The path to olfaction

Olfactory signals are transmitted through the nose to the olfactory bulb, where information about distinct odors is spatially separated, leading to the formation of an ‘odor map’ in that structure. To determine how this information is sent to other parts of the brain, a team of researchers led by Yoshihiro Yoshihara and Nobuhiko Miyasaka at the RIKEN Brain Science Institute in Wako used genetic fluorescent labels to visualize the axon trajectories of mitral cells, the output neurons of the olfactory bulb, within small vertebrates called zebrafish.

They report in The Journal of Neuroscience that these neurons transmit information to several brain structures on both sides of the brain, but the odor map is not maintained intact in these higher brain structures¹.

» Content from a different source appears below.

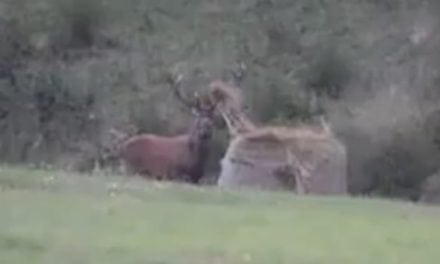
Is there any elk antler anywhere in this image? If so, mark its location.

The researchers found, for example, that information from one part of the odor map is sent in a divergent manner to many different higher brain structures. At the same time, information from many parts of the odor map can converge onto a single brain structure. This mixing of olfactory information in higher brain regions could serve to control the behavioral and hormonal responses of the zebrafish to multiple odors in their environment, according to the researchers.

Axons that project long distances within the central nervous system tend to cross the midline only once before reaching their targets. But, surprisingly, Yoshihara, Miyasaka and colleagues found that some of the mitral cells they labeled crossed the midline twice, sending information along the way to as many as three brain regions on both sides of the brain (Fig. 1). This suggests that multiple brain regions simultaneously respond to identical olfactory information from a single mitral cell.

Projection neurons on one side of the brain tend to send their axons—and therefore to control—bodily functions on the other side of the body. But the researchers found unexpectedly that one particular population of mitral cells in both the right and the left olfactory bulb project their axons directly and asymmetrically only to the right side of the brain—to a structure called the right habenula. Because the habenula controls emotional and social behaviors, this may mean that zebrafish could show a left/right preference for exhibiting olfactory behaviors, such as an innate escape response.

As the next step in this research, Yoshihara says “we now aim to dissect olfactory neural circuits mediating various odor-induced behaviors, such as attraction, escape, memory, and social behaviors.”